A mí con estas pautas me pasa lo mismo que me pasa con mi analista: mano a mano con él, en su consultorio, entiendo todo; pero cuando salgo y camino dos cuadras hasta la parada del colectivo, dejé de entender. En elDiarioAR nos fuimos quedando atrás en términos periodísticos. Sin corresponsal en zona que consiguiera información de primera mano y con una agenda limitada, sólo podíamos levantar datos que daban otros medios. Pero la publicación de esos datos iba en contra de una ley nacional y una convención internacional. Me refiero a información objetiva: cómo, con qué, cuándo y dónde mataron a un nene de 14 años

En Rosario de la Frontera

Hace muchos años, muchos, me mandaron a Rosario de la Frontera, Salta, a cubrir una ola de suicidios de adolescentes. Yo era una periodista novata recién llegada a la gran sección Información General del Diario Clarín.
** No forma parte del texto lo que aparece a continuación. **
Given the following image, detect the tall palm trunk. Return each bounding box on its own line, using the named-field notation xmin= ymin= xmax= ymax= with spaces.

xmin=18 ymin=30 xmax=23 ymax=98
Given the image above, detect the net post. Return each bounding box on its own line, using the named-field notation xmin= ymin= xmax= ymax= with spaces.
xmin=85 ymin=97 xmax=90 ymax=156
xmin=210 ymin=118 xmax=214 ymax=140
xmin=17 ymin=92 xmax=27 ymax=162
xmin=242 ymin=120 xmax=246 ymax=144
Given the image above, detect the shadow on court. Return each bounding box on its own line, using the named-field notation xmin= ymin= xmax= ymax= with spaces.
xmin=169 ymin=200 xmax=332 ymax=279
Nuestro jefe era un periodista lúcido pero en intervalos de tiempo breves. Es decir que cuando el relámpago de su experiencia aparecía había que estar dispuesta a tomarlo todo. Era un tipo explosivo. 

Aquella cobertura fue muy difícil. El mismo día que ese jefe me mandaba a decir que por favor me pusiera a trabajar porque los suicidados “parecían tres tarados que no tenían otra cosa que hacer” (interpreto que yo no lograba explicar en mis notas por qué suicidaban), el Ministerio de Salud me invitaba por mail a leer su manual de estilo para coberturas de suicidios, una serie de pautas elaboradas por personas que jamás pisaron una redacción. Desde ese día, a los decálogos de lo que sea los leo y los guardo en un cajón y no los abro nunca más. 

Sigo acá, en la redacción. Temporal en Mar del Plata, dice el zócalo de TN. Empieza a pasar: Joaquín se diluye entre la dispersión noticiosa, en breve nadie se acordará de él. Yo sigo acá sin medio dato publicable queriendo entender cómo un chico mata a otro. Quiero todos los detalles, leer el expediente como si fuese un cuento, necesito precisiones, cantidades, que pasó antes, qué pasó después: por qué porqué por qué y cómo cómo cómo. ¿Qué será peor? ¿Tener un hijo asesinado o un hijo asesino? Mi mejor estado es este, el estado de pregunta. 

Cuando volví de la cobertura de los suicidios en Rosario de la Frontera conseguí una información valiosa: habían dado con el instigador y con un video en el que explicaba el paso a paso de un suicidio. Rápido, salté del escritorio, entré en la oficina del jefe (oh, el mapaternalismo extendido a las redacciones) y le conté, entusiasmada, la información que yo había conseguido. Me pidió que siguiera con el tema. Cambió una página y despejó un espacio para que escribiera un texto que se publicaría al día siguiente. Conté las novedades que llegaban del juzgado sin ningún tipo de reparo: había un video y unas instrucciones que habían pasado de computadora en computadora.

Al día siguiente, con el diario impreso, se acercó a mi escritorio una compañera respetable, de muchísima experiencia, una referencia total en la redacción, a retarme a viva voz y delante de todos mis compañeros. Lo que yo había hecho, me decía, era condenable desde todo punto de vista periodístico: con mi nota yo estaba dando “instrucciones para suicidarse”. En menos de una semana, mi jefe me había dicho que “mis suicidados” parecían “tres tarados”, el Ministerio de Salud me daba indicaciones para escribir y mi compañera, una eminencia, me ponía los puntos en público.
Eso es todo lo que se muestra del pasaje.